Launching of Davydov solitons in proteins

Biological order provided by protein α-helices could be exploited by living organisms for increasing the efficiency of energy transport. Self-trapping of amide I energy quanta by the induced phonon deformation of the hydrogen-bonded lattice of peptide groups generates either pinned or moving solitary waves following the Davydov model. The effect of in-phase Gaussian pulses of amide I energy, however, is strongly dependent on the site of application.

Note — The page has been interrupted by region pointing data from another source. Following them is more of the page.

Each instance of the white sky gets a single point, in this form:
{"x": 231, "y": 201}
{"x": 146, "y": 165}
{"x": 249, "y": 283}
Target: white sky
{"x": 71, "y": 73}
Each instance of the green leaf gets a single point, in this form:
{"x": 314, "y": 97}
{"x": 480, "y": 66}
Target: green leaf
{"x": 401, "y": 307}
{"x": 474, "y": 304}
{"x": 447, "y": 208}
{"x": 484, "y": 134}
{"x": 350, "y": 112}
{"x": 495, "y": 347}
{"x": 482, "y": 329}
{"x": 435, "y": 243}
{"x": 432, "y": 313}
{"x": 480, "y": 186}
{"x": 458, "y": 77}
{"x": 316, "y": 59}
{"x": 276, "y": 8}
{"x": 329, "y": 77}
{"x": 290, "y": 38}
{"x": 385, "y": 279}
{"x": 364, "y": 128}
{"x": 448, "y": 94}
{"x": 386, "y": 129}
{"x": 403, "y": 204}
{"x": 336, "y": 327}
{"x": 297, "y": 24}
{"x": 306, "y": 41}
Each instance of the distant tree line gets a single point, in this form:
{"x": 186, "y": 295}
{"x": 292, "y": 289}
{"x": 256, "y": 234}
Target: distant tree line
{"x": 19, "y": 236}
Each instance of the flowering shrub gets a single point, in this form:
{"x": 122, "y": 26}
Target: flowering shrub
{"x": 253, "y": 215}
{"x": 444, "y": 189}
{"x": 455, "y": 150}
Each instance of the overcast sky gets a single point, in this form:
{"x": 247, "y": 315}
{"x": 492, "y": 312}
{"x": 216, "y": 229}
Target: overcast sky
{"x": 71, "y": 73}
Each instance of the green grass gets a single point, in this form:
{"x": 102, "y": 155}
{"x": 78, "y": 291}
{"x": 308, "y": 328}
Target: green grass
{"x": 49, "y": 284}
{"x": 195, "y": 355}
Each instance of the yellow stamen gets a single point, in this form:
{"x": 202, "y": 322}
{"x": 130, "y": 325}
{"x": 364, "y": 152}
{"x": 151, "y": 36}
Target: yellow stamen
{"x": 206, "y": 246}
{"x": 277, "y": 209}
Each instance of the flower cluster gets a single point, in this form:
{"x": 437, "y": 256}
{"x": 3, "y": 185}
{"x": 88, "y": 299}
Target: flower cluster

Moving solitons are only launched when the amide I energy is applied at one of the α-helix ends, whereas pinned solitons are produced in the α-helix interior.

In our recent article published in Physica E: Low-dimensional Systems and Nanostructures, we describe a general mechanism that launches moving solitons in the interior of the α-helix through phase-modulated Gaussian pulses of amide I energy. In particular, we have shown that moving solitons can be launched at any site in the protein for nonzero phase modulation (0 < |∆ω| < π/2) of the applied amide I energy Gaussian pulse. Phase modulation should occur naturally since the ATP hydrolysis sites would have different distances to different locations in nearby protein α-helices and quantum paths with different lengths would accumulate different phases according to Feynman's path integral formalism. Therefore, the relative orientation and distance between an ATP hydrolysis site and a receptive protein α-helix, should be sufficient for proteins to be able to control the direction and velocity of generated solitons. We have also demonstrated that low values of the nonlinear exciton-phonon coupling, which are otherwise below the threshold for soliton formation, could be compensated by an increased number of amide I quanta in the energy pulses. Thus, at early stages of natural evolution in environments that destabilize the α-helical secondary structure, protein functionality through soliton transport could have been achieved at the expense of higher energy fluxes.